Fuku Spo – 福岡ソフトバンクホークス/甲斐野 央
甲斐野 央(かいの ひろし・背番号20)
後半戦に頼もしい存在が復帰!
フォームの改良で生まれ変わった甲斐野が孤高の投手を目指す
ルーキーイヤーに中継ぎの一角を担い、チーム最多の登板数を記録した甲斐野が、手術やリハビリなどの長い戦いを経て、1年半ぶりに一軍復帰した。フォームの改良に着手し、生まれ変わった甲斐野。球界を代表する唯一無二の存在になるべく、新たなスタートを切る。
長かったリハビリを経て 久しぶりの1軍マウンドへ
右肘の故障から約1年半ぶりに一軍に復帰しました。多くの方に「おかえりなさい」と言われたことが、何より嬉しかったですね。久しぶりにペイペイドームのマウンドに立った時は、率直に「長かったな」と思いました。その間、チームには迷惑をかけましたが、復帰後もリードしている場面で登板させてもらったり、ホールドが付いたり…本当に感謝しかないですね。

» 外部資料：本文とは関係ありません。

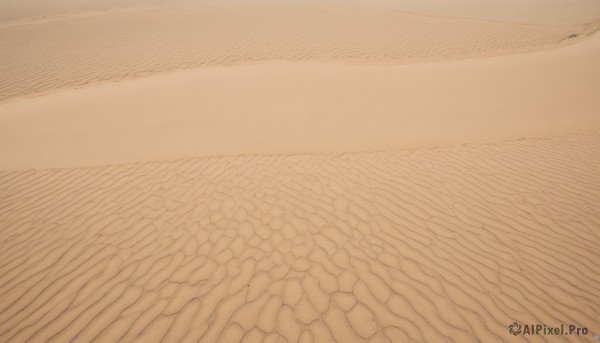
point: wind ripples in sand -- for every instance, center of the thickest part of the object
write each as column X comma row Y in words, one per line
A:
column 425, row 245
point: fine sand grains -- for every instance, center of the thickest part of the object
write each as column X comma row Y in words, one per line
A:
column 425, row 245
column 73, row 50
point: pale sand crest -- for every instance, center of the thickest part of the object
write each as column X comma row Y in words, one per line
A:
column 425, row 245
column 64, row 52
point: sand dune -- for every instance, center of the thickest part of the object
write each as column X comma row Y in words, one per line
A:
column 424, row 245
column 73, row 50
column 391, row 171
column 293, row 107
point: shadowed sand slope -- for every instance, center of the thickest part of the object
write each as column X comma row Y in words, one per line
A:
column 425, row 245
column 69, row 51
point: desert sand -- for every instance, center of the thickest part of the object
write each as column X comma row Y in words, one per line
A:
column 391, row 171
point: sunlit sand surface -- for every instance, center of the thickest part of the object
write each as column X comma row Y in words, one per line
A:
column 298, row 171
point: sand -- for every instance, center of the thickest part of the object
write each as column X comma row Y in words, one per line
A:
column 303, row 171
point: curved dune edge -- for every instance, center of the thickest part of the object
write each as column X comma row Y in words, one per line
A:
column 424, row 245
column 41, row 57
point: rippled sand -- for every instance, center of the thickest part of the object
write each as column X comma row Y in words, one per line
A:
column 425, row 245
column 389, row 172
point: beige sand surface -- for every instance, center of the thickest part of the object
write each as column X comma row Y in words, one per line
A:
column 343, row 171
column 73, row 50
column 305, row 107
column 426, row 245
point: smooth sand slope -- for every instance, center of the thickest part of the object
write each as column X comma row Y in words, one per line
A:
column 290, row 188
column 428, row 245
column 40, row 55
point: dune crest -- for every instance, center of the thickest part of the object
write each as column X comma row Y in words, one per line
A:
column 77, row 50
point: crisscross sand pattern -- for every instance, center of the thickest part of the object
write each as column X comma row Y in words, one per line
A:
column 39, row 56
column 425, row 245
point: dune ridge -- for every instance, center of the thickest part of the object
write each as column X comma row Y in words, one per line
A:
column 419, row 245
column 76, row 50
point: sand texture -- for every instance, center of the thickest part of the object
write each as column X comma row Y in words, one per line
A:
column 424, row 245
column 71, row 51
column 298, row 170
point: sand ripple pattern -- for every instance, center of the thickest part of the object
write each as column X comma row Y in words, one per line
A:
column 69, row 52
column 449, row 244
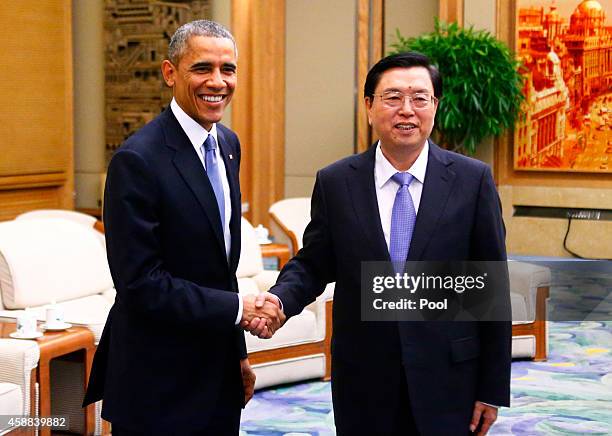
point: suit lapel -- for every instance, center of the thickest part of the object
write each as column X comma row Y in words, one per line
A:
column 190, row 167
column 231, row 169
column 436, row 191
column 363, row 198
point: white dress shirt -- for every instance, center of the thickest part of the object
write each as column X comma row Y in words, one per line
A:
column 387, row 188
column 197, row 135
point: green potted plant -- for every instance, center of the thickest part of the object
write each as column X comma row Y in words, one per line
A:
column 482, row 84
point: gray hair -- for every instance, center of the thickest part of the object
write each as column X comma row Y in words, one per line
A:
column 179, row 40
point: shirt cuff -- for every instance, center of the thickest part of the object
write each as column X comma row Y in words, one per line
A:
column 239, row 316
column 280, row 302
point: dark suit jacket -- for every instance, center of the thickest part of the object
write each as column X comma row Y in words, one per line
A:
column 447, row 365
column 170, row 352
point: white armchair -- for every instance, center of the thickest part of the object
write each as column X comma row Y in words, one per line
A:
column 289, row 218
column 529, row 284
column 19, row 360
column 57, row 256
column 298, row 351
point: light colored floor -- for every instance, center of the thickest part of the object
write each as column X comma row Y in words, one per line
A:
column 570, row 394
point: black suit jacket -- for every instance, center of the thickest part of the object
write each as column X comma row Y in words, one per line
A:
column 170, row 349
column 447, row 365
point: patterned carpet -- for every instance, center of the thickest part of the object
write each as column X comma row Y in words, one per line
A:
column 570, row 394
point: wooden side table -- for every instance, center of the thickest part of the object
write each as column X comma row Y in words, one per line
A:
column 280, row 251
column 56, row 344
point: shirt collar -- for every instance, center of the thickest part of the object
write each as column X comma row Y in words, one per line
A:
column 383, row 170
column 195, row 132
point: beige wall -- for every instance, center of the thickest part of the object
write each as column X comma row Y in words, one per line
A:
column 89, row 143
column 411, row 17
column 320, row 82
column 222, row 13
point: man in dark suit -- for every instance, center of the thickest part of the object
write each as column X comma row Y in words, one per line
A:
column 172, row 358
column 392, row 378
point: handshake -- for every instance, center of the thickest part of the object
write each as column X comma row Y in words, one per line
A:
column 262, row 315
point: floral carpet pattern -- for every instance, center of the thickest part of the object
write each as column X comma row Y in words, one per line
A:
column 570, row 394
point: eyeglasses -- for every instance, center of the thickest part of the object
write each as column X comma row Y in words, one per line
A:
column 418, row 101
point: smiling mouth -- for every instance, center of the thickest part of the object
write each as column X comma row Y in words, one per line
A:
column 406, row 126
column 212, row 98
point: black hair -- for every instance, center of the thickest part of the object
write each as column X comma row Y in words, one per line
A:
column 402, row 60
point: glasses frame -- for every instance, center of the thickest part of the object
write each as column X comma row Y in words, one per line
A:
column 433, row 99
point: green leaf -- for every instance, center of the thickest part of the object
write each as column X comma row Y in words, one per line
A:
column 482, row 82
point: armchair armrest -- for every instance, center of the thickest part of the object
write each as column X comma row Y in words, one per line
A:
column 525, row 280
column 19, row 358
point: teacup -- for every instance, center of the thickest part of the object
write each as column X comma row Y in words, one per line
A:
column 26, row 324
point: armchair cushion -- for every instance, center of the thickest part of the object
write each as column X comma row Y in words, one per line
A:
column 11, row 400
column 525, row 279
column 251, row 262
column 18, row 359
column 46, row 260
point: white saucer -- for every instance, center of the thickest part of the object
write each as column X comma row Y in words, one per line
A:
column 16, row 335
column 56, row 328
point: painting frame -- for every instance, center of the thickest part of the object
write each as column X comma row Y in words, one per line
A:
column 553, row 134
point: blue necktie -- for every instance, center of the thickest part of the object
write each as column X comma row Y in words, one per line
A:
column 403, row 218
column 212, row 170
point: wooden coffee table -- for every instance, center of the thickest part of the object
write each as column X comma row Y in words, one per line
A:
column 56, row 344
column 279, row 251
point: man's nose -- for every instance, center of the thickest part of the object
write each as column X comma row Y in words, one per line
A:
column 215, row 80
column 406, row 106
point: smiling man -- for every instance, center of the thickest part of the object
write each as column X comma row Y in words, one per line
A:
column 172, row 358
column 404, row 199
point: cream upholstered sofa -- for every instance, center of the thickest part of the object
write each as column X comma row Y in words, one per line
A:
column 529, row 284
column 298, row 351
column 59, row 256
column 18, row 362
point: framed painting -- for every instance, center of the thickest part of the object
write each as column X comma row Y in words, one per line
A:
column 566, row 50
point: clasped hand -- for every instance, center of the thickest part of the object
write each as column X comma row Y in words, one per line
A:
column 262, row 315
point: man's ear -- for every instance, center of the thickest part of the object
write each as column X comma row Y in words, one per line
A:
column 169, row 72
column 368, row 102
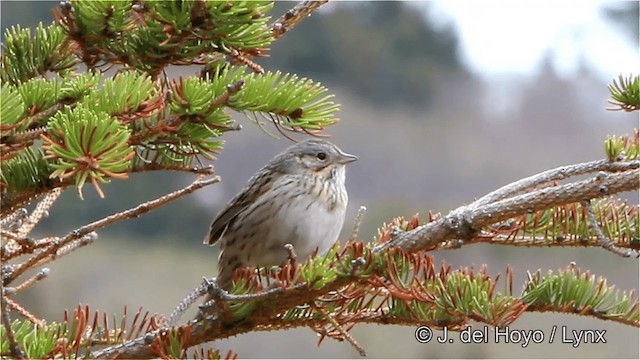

学生時代は一度も大きな怪我をしたことがなかったので、故障してしばらくは戸惑いがありました。休めば治るという状況でもなく、これからもプロ野球選手として走り続けるには、何かを変えないといけない時期にぶつかっていたんですよね。その中で、大きかったのは千賀(滉大)さんの存在ですね。リハビリに入ってから約1年後の昨年12月に患部の手術を受けたんですが、それでも気持ちが上がらず…。何をどうすればいいのか悩んでいる時に、千賀さんから人としてとか、投げることとか、フォームの考え方を少し教えてもらって。「何の知識もなく、良くなって、悪くなってを繰り返しながら、良い状態をキープするように頑張るより、悪くなるのは原因があるんだから、そこに意識を向けた方がいいんじゃないか」って言われて。千賀さんって多くを語る人ではないので、「あとは自分で考えろ」って最後の答えまでは教えてくれなかったんですが、それで目が覚めましたね。その後は、めちゃくちゃ体の勉強をしました。一番力を入れたのは、自分の体の根本を知ることと投球フォームです。頭がパンクするんじゃないか!と思うぐらい悩みましたけど、ファーム投手統括コーチの倉野(信次)さんや同じく二軍の田之上慶三郎投手コーチと相談しながらフォームを改良してからは、2週間ぐらいで自分のものになってきたという感覚が掴めました。以前に戻ったというより、新しく手に入れたという感じの方が大きくて。実践感覚が戻ってきた最近では、満点に近いフォームで投げられるようになっています。騙し騙し投げていた頃とは、感覚的にも全く違いますね。
日本一に向かって 全力投球を誓う
もともとホークスの中継ぎは雰囲気がすごくいいんですが、首脳陣からは「僕が帰ってきてから、すごくいい雰囲気になった」と言われています。自分でも全くその通りだなと思っています(笑)。先輩方は僕のことが大好きなんですよ。僕も好きなので、相思相愛がいい雰囲気にしているのかなって思いますね。今の中継ぎは若鷹が増えているし、みんな元気がいいので、負けられないですよね。日本一の投手陣の中でも、絶対的なポジションを確立するというのが今後の目標です。調子がいいから使ってもらえるような投手ではなく、一人突出した選手。いないと困ると思われるような選手を目指していきます。試合も残り少なくなってきましたが、僕たちは常勝軍団だと思っているので、最後まで優勝するというビジョンに向かって全力で戦っていきます。ファンの皆さんにもそう信じて応援していただきたいですし、僕の力は微々たるものですが、任された試合は全力で投げていきますので、引き続きの応援よろしくお願いします!
<編集部からのQ&A>
Q.幸せを感じる瞬間は?
A.帰ったら奥さん待ってくれていることですかね。食事も栄養のことを考えて作ってくれますし、リハビリ中も変わらず応援してくれたので、期待に応えたいと思っています。
Q.お気に入りの飲食店を教えて!
A.もつ鍋が好きですね。関西出身なので、ホークスに入ってから、よく食べるようになりました。天神にある「田しゅう」の醤油味がお気に入りです。
<プロフィール>
2018年ドラフト1巡目でホークスに入団。2019年にルーキーながら65試合に登板し、26ホールド8セーブと大活躍。プレミア12で日本代表にも招集された。翌年春に右肘を故障。長いリハビリ期間を経て、今年7月に一軍復帰。